Böyle bir projenin finansmanı için en az 50 Milyar dolara ihtiyaç olduğu hesaplanıyor. Doların altı lirayı bulduğu, işsizliğin zirveyi zorladığı, vatandaş için ekonomik yönden yaşamın çekilir olmaktan çıktığı şu sıralarda hadi diyelim ki "yap-işlet-devret" ile Türk halkını Düyunu Umumiye gibi şartlarla uluslararası sermayeye bağladınız. Kanal İstanbul'u bugün yaptınız faturasını da gelecek nesillere kestiniz!
Hadi bunu da geçelim ama iki denizin birleşmesi, altından kalkılamayacak derecede ekonomik, jeolojik, ekolojik, askeri ve uluslar arası sorunlar üretecektir. Kanal İstanbul'u yapmak Montrö'ye alternatif bir suyolu açmak demektir. Montrö'ye paralel suyolu açmanın, yeni şartlar yaratacağı, yeni şartlarda buradan gemilerini geçirtmek ya da rakip ülke gemilerini geçirtmemek için küresel güçlerin Türkiye üzerine önceden tespiti mümkün olmayan baskıları gelecektir. Bu durumun Montrö ya da uluslararası gelişmeler yönünden ortaya çıkaracağı siyasi sorunların altından kalkılmasının nasıl mümkün olacağı da belli değildir.

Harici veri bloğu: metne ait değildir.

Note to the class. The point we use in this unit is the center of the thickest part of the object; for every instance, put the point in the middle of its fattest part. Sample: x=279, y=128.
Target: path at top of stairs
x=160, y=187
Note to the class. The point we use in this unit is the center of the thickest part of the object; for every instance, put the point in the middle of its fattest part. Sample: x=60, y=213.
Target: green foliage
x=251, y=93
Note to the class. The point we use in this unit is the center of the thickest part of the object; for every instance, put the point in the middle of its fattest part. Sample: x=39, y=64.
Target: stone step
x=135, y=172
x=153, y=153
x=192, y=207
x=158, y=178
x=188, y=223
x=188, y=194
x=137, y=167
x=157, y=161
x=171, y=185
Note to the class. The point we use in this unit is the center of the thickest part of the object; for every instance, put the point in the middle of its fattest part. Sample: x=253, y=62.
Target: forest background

Dahası tek kişilik iradenin ortaya koyduğu "baldıran zehiri içmekten" tutun da gövdeyi taşın altına koymak gibi bir adanmışlıkla başlatılan projelerin nasıl bir hezimetle sona erdiği de hala hafızalardadır.
2010'larda FETÖ'yle yapılan referandum, AB ile Annan Planı, Ermenistan ile Zürih protokolleri, PKK ile "açılım" konusunda yaşanan rezaletlerde olduğu gibi "rabbim affetsin" denilerek geçiştirilecek bir konu değildir. Kanal İstanbul'un ortaya çıkaracağı sorun millidir, hayatidir ve milli güvenlikle ilgilidir. Daha ileri aşamasında beka problemleri üretecek potansiyeli vardır.
Kanal İstanbul projesi yalnız İstanbul'u değil bütün Türkiye'yi derinden etkileyecektir. Yalnız bugünün değil gelecek nesillerin de hayatını etkileyecek bir projedir. Böyle bir proje bir partinin ya da bir kişinin hayaline kurban edilemeyecek kadar hayatidir. Halkın hayatını doğrudan etkileyecek olan Kanal İstanbul Projesi'ni kısır tartışmalara, inatçılığa alet etmenin de mantığı yoktur. Gelinen bu aşamada bu projenin gerçekleştirilmesi için sorunun asıl sahibi olan halka gidilmelidir.
Kanal İstanbul sorununu kısır çekişmeler ve iddialar değil konunun sahibi olan halk çözmelidir. Kanal İstanbul için referandum yapılmalıdır.